Norman v. Cooper
Juanita COOPER, Appellee.
Court of Appeals of Arkansas.
Tom Allen, Batesville, for appellee.
The genesis of this appeal was a divorce complaint filed by appellee Juanita Cooper on August 9, 1994. On September 27, 1994, Cooper was granted an uncontested divorce and awarded custody of the parties' minor children, and appellant Donald Norman was awarded visitation. Although the divorce was granted and an agreement regarding visitation and support was accepted by the court, the parties continued to live together for approximately one year thereafter, at which point they finally and permanently separated. The parties engaged in sporadic litigation in the ensuing years, with Norman claiming to have been denied visitation and Cooper claiming not to have been paid child support. Following an agreement to resolve their issues, Norman exercised visitation twice in 1996. However, Norman has had no visitation with his children since 1996.

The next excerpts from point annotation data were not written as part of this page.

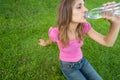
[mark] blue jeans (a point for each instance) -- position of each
(81, 70)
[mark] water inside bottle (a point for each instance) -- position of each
(94, 14)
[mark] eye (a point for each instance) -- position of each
(79, 7)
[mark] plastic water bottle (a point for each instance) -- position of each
(111, 10)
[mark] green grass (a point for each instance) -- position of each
(23, 22)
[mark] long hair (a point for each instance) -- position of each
(64, 19)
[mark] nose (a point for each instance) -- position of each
(85, 9)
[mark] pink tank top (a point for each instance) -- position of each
(72, 52)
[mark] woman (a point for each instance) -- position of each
(69, 36)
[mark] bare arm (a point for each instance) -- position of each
(111, 37)
(45, 43)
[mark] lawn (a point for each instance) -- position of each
(23, 22)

In September 2004, the Office of Child Support Enforcement sought to collect child support arrears on behalf of Cooper in Prairie County Circuit Court. However, Child Support Enforcement dismissed the case and closed its file at the request of Cooper. Norman continued the action in Prairie County seeking a finding of contempt against Cooper and an order to enforce visitation. Due to the fact that Cooper and her children had moved to Independence County, she objected to the case being set for a hearing in Prairie County. Consequently, Norman requested that the case be transferred to the Circuit Court of Independence County.
Following Norman's transfer request, a hearing was scheduled in Independence County for January 6, 2006, and notice was sent to Cooper via her attorney, Jill Blankenship. After Cooper's counsel received notice, by order entered on December 21, 2005, Blankenship was permitted to withdraw as counsel. (The record does not explain why Blankenship was allowed to withdraw so close to the date of the hearing.) Neither Cooper nor her counsel attended the hearing. Norman, accompanied by his counsel, was present at the hearing.

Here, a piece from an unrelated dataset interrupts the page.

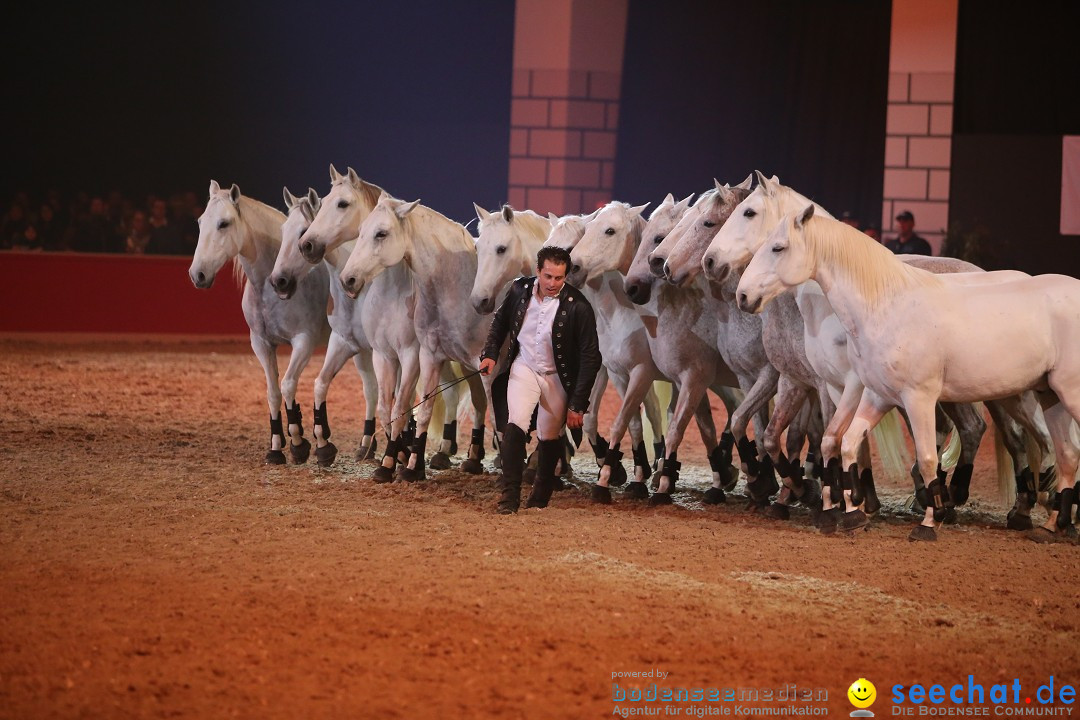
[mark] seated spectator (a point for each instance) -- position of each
(907, 242)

As the hearing began, the trial judge, the Honorable Tim Weaver, recalled that 572*572 he had previously been consulted, in his capacity as a private attorney, about the parties' dispute in relation to a step-parent adoption question. As such, he decided to recuse from the matter and requested that Judge John Norman Harkey accept the case and continue the hearing.
Judge Harkey accepted the case and summoned Cooper's former counselor, Jill Blankenship, who acknowledged receipt of the notice of the hearing and gave the court Cooper's telephone number. The trial court permitted the hearing, but informed the parties that it would be treated as an ex parte hearing. At the conclusion of the hearing, the court ordered that visitation with Norman commence immediately. On January 6, 2006, the order was filed and served on Cooper. In response to the ordered visitation, as noted by Judge Harkey, there was "correspondence from one of the children, a petition for contempt, a counter-petition for contempt, a medical report, interrogatories, and lots of paper work; ... the children are now, respectively, 15 years old and 14 years old; and ... these matters are now [set] for what the Court hopes is a final hearing."

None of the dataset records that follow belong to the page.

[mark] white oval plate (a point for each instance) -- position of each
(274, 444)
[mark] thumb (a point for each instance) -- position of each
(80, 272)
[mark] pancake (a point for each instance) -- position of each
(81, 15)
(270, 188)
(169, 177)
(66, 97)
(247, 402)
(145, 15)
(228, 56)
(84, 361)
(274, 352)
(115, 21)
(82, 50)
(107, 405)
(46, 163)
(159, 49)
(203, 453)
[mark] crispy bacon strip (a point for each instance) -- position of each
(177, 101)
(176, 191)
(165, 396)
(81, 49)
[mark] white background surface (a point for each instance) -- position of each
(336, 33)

A full hearing was held on July 28, 2006. Following this hearing, the trial court found both parties to be in contempt of court and took the other issues under advisement. In a judgment entered on November 14, 2006, the trial court found that Norman owed a child-support arrearage in the amount of $25,000, and was in contempt for willfully and intentionally disobeying the court's order by failing to provide child support for his minor children. Norman was ordered to jail for sixty days, and thereafter "an automatic pickup order" would be issued if he missed any support payments. Norman was also ordered to pay Cooper $2,000 in attorney's fees. Finally, the trial court found Cooper to be in contempt (for violating the visitation order) and ordered her to serve a term of seventy-two hours in jail. Only Norman appealed.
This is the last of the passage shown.